I bought my parents a $425,000 house and drove four hours north with a chocolate cake on the passenger seat, feeling something I hadn’t felt in thirty-seven years of fixing things. Peace. The drive up the Maine coast was clean and cold and quiet.
I had the windows down despite November because the air smelled like salt and the future. I had spent six months finding this house, three days preparing it, and one Tuesday morning signing papers while everyone thought I was at a medical conference in Boston. I had stocked the pantry with pasta and flour and the expensive coffee my father loved.
I had paid the property taxes five years in advance. I had paid the utilities a full year ahead. I had bought a kettle, a recliner, thick bathrobes, and a small wooden recipe box that I left in the silverware drawer with a note in my own handwriting.
I had tried to give them one place on earth that couldn’t collapse. I pulled into the driveway and the smell hit me before I even got out of the car. Stale beer.
Fast food grease. Something wet and animal underneath. The front door was wide open, banging softly against its frame in the sea breeze.
I walked inside still holding the cake. My mother was at the kitchen sink, her back to me, her knuckles white around a dish towel, her shoulders moving the way they moved when she was crying and trying not to be heard. My father sat in a hard kitchen chair dragged into the living room.
He looked like he had shrunk. His hands were shaking on his knees. Two children were jumping on the new oatmeal-colored sofa, wiping chip-orange hands on the cushions.

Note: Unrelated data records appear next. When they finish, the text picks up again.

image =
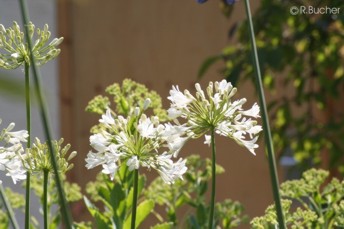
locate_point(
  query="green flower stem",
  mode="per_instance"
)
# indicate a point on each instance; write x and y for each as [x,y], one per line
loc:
[265,119]
[28,145]
[213,180]
[8,208]
[45,198]
[133,208]
[65,212]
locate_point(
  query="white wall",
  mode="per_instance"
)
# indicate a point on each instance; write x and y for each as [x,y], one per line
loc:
[12,109]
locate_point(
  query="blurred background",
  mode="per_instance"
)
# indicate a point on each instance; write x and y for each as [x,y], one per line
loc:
[164,43]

A large wet dog was asleep in my father’s recliner. Suitcases lay exploded across the floor, clothes spilling out in every direction. My sister Julia was on the other sofa, feet in dirty sneakers propped on the coffee table, scrolling her phone.
Then Kyle walked out of the kitchen wearing my father’s bathrobe. He was holding a beer at eleven in the morning. He saw me and didn’t look guilty.
He looked annoyed. “The money train has arrived,” he said. “Relax, Olivia.
We’re just settling in.”
Julia finally looked up. “It’s a family home. Family shares.”
I set the cake down on the counter.
The house went silent. I need to back up, because none of this makes sense without the whole picture. I grew up in a small apartment where the walls were thin and the money was thinner.